2nd quarter he is supposed to do some annoucing


----------



## DetBNyce

el_Diablo said:


> if the bobcats win this, do they take the season series? they have won the pistons once already?



Yup. And we'd probaly be the first championship team to ever lose a series to an expansion team. But we're playing great now and that's all that matters.


----------



## DetBNyce

Haha Mike your call was right on point. Ben drains the long jumper. Then defends a point guard on the perimeter and blocks his shot. DPOY.


----------



## kamego

end of the 1st

pistons 25 bobcats 24


----------



## nmuman

This is gonna be awesome.


----------



## kamego

darko's on pace for 16 tonight

EC Dice Delfino Hunter Jenkins in the game


----------



## DetBNyce

Pistons open up the 2nd quarter with EC, Dice, Delfino, Jenkins, and Hunter.


----------



## kamego

beat you too it lol


----------



## kamego

i don't know if i like this lineup at all


----------



## kamego

31-29 bobcats


----------



## MLKG

So Charlotte has this guy named Matt Carroll, and apparantly he averages 9 points a game.
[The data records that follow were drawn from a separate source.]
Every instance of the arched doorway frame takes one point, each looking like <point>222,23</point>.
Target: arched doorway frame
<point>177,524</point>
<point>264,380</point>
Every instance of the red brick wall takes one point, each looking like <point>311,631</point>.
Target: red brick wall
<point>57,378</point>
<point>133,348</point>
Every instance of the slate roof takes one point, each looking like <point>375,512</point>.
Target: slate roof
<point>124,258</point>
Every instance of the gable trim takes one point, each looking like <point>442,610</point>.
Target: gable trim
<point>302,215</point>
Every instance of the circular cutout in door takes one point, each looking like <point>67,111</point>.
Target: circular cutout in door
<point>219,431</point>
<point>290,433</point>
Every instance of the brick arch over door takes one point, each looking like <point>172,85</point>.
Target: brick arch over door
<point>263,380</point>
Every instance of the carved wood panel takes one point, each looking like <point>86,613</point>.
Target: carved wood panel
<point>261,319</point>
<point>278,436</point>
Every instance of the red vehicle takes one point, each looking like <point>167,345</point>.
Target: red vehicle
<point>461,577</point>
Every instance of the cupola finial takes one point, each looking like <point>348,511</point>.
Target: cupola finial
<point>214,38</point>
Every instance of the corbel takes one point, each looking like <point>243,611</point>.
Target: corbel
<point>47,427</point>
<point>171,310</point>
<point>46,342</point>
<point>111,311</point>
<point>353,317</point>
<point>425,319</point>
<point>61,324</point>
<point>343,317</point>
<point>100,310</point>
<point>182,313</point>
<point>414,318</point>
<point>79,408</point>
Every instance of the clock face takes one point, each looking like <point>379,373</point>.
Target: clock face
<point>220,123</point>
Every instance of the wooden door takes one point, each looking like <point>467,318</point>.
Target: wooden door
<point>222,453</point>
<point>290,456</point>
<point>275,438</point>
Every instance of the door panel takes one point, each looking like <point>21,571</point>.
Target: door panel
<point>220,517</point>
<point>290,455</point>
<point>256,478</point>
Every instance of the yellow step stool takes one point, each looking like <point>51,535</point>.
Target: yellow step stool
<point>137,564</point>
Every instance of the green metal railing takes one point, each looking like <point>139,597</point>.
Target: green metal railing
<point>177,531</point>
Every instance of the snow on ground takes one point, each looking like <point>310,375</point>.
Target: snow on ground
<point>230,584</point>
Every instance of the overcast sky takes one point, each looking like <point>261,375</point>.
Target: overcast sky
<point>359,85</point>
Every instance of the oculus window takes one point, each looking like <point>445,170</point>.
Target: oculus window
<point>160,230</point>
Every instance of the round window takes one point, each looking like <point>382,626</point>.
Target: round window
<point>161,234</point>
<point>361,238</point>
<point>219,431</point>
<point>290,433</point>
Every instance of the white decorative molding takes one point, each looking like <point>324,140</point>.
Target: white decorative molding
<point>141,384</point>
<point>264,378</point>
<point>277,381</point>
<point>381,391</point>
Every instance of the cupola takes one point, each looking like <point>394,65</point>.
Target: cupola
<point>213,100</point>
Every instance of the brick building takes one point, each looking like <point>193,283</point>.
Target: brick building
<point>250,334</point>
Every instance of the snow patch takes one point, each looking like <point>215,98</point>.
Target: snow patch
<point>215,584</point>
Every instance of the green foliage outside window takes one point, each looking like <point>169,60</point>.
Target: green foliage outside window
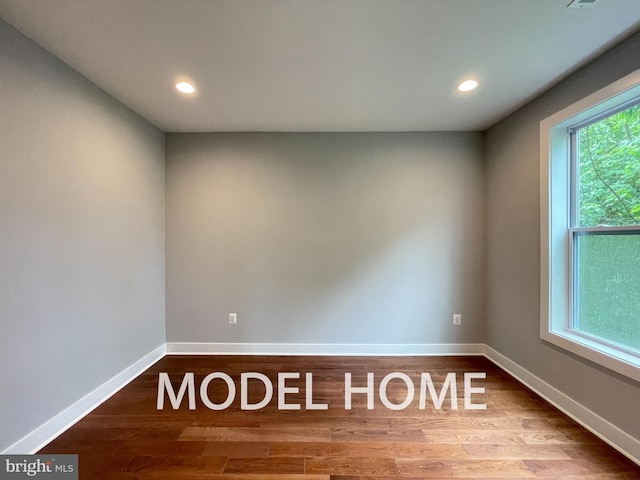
<point>609,171</point>
<point>608,265</point>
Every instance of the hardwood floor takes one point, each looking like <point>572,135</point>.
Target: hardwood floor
<point>519,435</point>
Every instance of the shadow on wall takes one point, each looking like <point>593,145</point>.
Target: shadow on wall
<point>324,238</point>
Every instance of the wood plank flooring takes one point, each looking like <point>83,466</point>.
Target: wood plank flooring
<point>519,435</point>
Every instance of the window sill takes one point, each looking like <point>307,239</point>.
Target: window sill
<point>619,361</point>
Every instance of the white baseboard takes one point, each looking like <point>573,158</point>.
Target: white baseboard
<point>179,348</point>
<point>38,438</point>
<point>614,436</point>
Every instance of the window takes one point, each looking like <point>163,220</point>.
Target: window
<point>590,227</point>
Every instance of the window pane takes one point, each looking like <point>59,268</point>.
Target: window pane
<point>608,165</point>
<point>608,287</point>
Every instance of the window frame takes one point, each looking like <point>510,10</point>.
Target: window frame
<point>557,229</point>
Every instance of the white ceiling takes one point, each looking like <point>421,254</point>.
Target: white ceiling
<point>323,65</point>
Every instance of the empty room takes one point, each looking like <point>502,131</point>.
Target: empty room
<point>320,239</point>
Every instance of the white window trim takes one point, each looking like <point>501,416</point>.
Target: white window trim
<point>555,242</point>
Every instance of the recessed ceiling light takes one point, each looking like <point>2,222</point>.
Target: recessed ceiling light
<point>467,85</point>
<point>185,87</point>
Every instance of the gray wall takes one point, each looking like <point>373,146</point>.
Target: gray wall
<point>513,238</point>
<point>81,236</point>
<point>325,238</point>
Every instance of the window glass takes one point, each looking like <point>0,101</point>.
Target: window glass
<point>607,303</point>
<point>608,167</point>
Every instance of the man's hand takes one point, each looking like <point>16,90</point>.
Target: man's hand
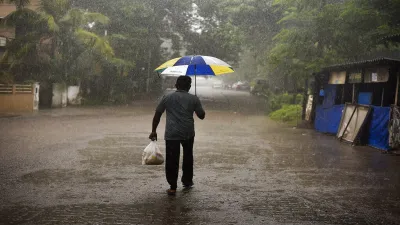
<point>153,136</point>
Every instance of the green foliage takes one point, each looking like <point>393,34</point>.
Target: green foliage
<point>290,114</point>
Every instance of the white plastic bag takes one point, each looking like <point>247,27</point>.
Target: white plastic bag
<point>152,155</point>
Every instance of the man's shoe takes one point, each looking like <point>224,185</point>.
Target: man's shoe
<point>171,192</point>
<point>188,185</point>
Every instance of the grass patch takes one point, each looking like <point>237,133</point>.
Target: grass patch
<point>290,114</point>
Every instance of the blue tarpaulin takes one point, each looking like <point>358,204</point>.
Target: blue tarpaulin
<point>378,133</point>
<point>365,98</point>
<point>327,120</point>
<point>330,95</point>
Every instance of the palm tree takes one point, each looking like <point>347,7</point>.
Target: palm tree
<point>59,39</point>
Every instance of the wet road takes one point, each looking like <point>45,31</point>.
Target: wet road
<point>82,166</point>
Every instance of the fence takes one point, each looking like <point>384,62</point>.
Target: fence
<point>19,98</point>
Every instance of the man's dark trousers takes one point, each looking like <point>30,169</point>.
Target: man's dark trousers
<point>172,161</point>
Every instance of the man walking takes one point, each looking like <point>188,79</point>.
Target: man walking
<point>179,130</point>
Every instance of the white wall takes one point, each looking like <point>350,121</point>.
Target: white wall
<point>59,99</point>
<point>73,95</point>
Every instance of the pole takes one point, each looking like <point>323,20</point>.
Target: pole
<point>195,80</point>
<point>148,73</point>
<point>397,89</point>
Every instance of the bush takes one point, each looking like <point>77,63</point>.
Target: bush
<point>288,114</point>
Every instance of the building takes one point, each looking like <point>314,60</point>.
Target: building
<point>358,102</point>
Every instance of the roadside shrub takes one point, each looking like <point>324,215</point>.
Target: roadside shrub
<point>288,114</point>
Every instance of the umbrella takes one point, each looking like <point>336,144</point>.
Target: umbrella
<point>195,65</point>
Highest scoring average ever for a player I've never heard of.


----------



## nmuman

I hate it and boy is that Hart guy quick.


----------



## kamego

dupree in for delfino


----------



## kamego

Mike luvs KG said:


> So Charlotte has this guy named Matt Carroll, and apparantly he averages 9 points a game.
> 
> Highest scoring average ever for a player I've never heard of.


Carroll was a hell of a player at Notre Dame was the NBDL MVP this season.


----------



## DetBNyce

Mike luvs KG said:


> So Charlotte has this guy named Matt Carroll, and apparantly he averages 9 points a game.
> 
> Highest scoring average ever for a player I've never heard of.


We're on the same page. I have no idea who this guy is.


----------



## nmuman

Mike luvs KG said:


> So Charlotte has this guy named Matt Carroll, and apparantly he averages 9 points a game.
> 
> Highest scoring average ever for a player I've never heard of.


Its probably because he was just picked up from the NBDL in February or because he plays for Charlotte or because he's white?

:biggrin: 

And wow look at the dunk by Dupree!


----------



## kamego

Dupree with the alley oop


----------



## DetBNyce

Ok, I know who he is. He went to Notre Dame. He's one of those guys who shot a lot of three pointers. I think his brother plays for St. Joe's.


----------



## kamego

nmuman said:


> Its probably because he was just picked up from the NBDL in February or because he plays for Charlotte or because he's white?
> 
> :biggrin:
> 
> And wow look at the dunk by Dupree!


Carroll was a great player at Notre Dame but no one thought he was quick enough to play in the NBA.


----------



## kamego

yeah his brother was part of the goon game between St Joes and Temple


----------



## rainman

Mike luvs KG said:


> So Charlotte has this guy named Matt Carroll, and apparantly he averages 9 points a game.
> 
> Highest scoring average ever for a player I've never heard of.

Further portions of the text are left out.